Suitable for Apple and pear trees
When to identify fruit buds November
Difficulty Easy  

When to identify fruit buds

Fruit

buds can be identified from mid-summer, but are particularly apparent after mid-autumn.

Identifying fruit buds

Fruit trees produce two types of buds:

  • Fruit buds contain flowers that if pollinated will carry fruit. Growth buds will develop later on behind the developing fruit
  • Wood or growth buds develop into a new shoot carrying carry leaves, but no flowers

By identifying which buds are which, you can avoid excessive removal of potentially fruiting wood and ensure a good crop.

Fruit buds

By November a plump, round bud will have formed which carries the flowers in April and May. The bud scales on fruit buds are typically downy, especially on apples, pears, peaches and nectarines.

In summer, fruit buds are often 'supported' by a surrounding cluster of leaves, perhaps the rosette of a spur, or the tip of a shoot.

Wood or growth buds

Wood or growth buds (i.e. buds carrying leaves but no flowers) are easily distinguished from fruit buds by being slender, pointed buds borne in a leaf axil. These buds are usually much smaller and more insignificant than fruit buds.

Identifying tip- or spur- bearing trees

Before pruning apple trees, it is helpful to identify fruit buds and the cropping habit of the tree.

Apple and pear cultivars fall into three groups according to where the fruit bud is produced and the fruit carried; spur-bearers, tip-bearers and partial tip-bearers.

There is a number of tip- and partial tip-bearing apple cultivars, though most are spur-bearing. The majority of pear cultivars are also spur bearing.

  • Spur-bearers produce fruit buds on two-year-old wood, and as spurs (short, branched shoots) on the older wood. This habit gives spur bearers a tidy and compact appearance. Spur bearers are the largest group and include apple cultivars such as 'Cox's Orange Pippin’, 'Sunset', 'James Grieve', 'Emneth Early', ‘Greensleeves', and 'Lanes Prince Albert'
  • Tip-bearers produce very few spurs. They are relatively uncommon. Fruit buds are found at the tips of long shoots produced the previous year. The overall appearance of the tree is more untidy than spur bearer and the branches look sparse without spurs. Examples of tip bearers include apple cultivars 'lrish Peach’ and 'Cornish Gilliflower'
  • Many apple cultivars are partial tip-bearers, producing fruit on the tips of the previous year's shoots and also on some spurs. Apple cultivars include 'Bramley's Seedling, 'Discovery' and 'Worcester Pearmain'

Any form of pruning that involves shortening shoot tips will reduce the yield of tip-bearing apples, and to a lesser extent, partial tip-bearers. Therefore tip- and partial tip-bearers are best avoided when restricted forms such as cordons or espaliers are wanted and spur bearing cultivars should be chosen instead. Some partial tip-bearers such as ‘Discovery’ may be still be trained into reasonably successful restricted forms.

Problems

Occasionally unusual swellings occur on the tips of apple trees. These are known as bourse shoots (sometimes called cluster bases or knobs). They are swellings at the base of a flower cluster and are not harmful to the tree. These unpromising-looking shoots will bear normal flowers and leaves in subsequent seasons.
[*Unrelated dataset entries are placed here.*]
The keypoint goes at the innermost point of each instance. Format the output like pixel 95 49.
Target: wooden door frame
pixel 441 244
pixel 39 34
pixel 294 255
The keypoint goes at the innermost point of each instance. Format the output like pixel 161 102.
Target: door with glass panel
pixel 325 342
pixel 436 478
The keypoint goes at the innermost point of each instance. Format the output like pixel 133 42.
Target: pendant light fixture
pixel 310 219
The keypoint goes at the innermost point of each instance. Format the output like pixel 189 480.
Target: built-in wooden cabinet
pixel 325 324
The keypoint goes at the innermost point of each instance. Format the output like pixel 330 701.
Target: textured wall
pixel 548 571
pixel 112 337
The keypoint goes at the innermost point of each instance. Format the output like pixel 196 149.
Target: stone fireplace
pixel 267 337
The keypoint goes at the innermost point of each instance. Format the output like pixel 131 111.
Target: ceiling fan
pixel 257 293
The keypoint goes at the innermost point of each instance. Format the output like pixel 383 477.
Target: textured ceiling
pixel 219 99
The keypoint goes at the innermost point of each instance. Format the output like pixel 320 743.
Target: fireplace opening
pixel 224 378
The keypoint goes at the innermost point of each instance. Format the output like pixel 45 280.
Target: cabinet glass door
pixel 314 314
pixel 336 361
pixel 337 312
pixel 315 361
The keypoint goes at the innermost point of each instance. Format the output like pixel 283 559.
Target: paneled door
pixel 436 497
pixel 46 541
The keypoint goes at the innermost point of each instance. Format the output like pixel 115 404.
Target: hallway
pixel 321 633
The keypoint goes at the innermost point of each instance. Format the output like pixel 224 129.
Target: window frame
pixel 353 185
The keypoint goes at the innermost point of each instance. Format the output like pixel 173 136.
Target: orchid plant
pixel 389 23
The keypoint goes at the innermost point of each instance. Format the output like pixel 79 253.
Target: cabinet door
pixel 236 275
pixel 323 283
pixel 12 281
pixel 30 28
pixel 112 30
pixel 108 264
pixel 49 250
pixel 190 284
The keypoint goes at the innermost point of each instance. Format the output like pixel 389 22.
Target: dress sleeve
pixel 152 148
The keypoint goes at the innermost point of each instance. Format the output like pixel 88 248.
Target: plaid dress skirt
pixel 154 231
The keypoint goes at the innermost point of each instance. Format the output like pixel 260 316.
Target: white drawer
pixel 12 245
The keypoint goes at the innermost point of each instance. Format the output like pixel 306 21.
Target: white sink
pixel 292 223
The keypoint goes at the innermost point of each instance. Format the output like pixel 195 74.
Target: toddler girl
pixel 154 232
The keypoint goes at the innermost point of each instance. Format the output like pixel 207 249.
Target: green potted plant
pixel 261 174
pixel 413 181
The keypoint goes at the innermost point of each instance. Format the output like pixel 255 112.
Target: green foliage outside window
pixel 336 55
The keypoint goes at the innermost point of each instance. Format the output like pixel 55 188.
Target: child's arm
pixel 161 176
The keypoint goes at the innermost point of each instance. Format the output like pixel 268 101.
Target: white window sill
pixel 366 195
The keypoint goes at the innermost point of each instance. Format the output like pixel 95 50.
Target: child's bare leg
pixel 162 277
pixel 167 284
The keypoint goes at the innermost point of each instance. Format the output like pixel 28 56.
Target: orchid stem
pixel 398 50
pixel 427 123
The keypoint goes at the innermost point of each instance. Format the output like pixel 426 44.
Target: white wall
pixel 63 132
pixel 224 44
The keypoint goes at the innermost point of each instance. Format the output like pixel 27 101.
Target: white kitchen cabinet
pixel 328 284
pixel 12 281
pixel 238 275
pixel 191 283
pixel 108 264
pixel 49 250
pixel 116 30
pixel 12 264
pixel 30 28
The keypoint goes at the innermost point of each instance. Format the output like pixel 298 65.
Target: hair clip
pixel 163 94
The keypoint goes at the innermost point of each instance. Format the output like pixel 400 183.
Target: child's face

Bourse shoots are formed when a bud elongates. The phenomenon may appear on any apple or pear.

Infestation by woolly aphid can also lead to knobbly swellings on apple that should be removed if possible at pruning time.

While looking closely at branches it is also a good time to check the health of your trees for signs of apple canker or blistering on young shoots caused by apple and pear scab.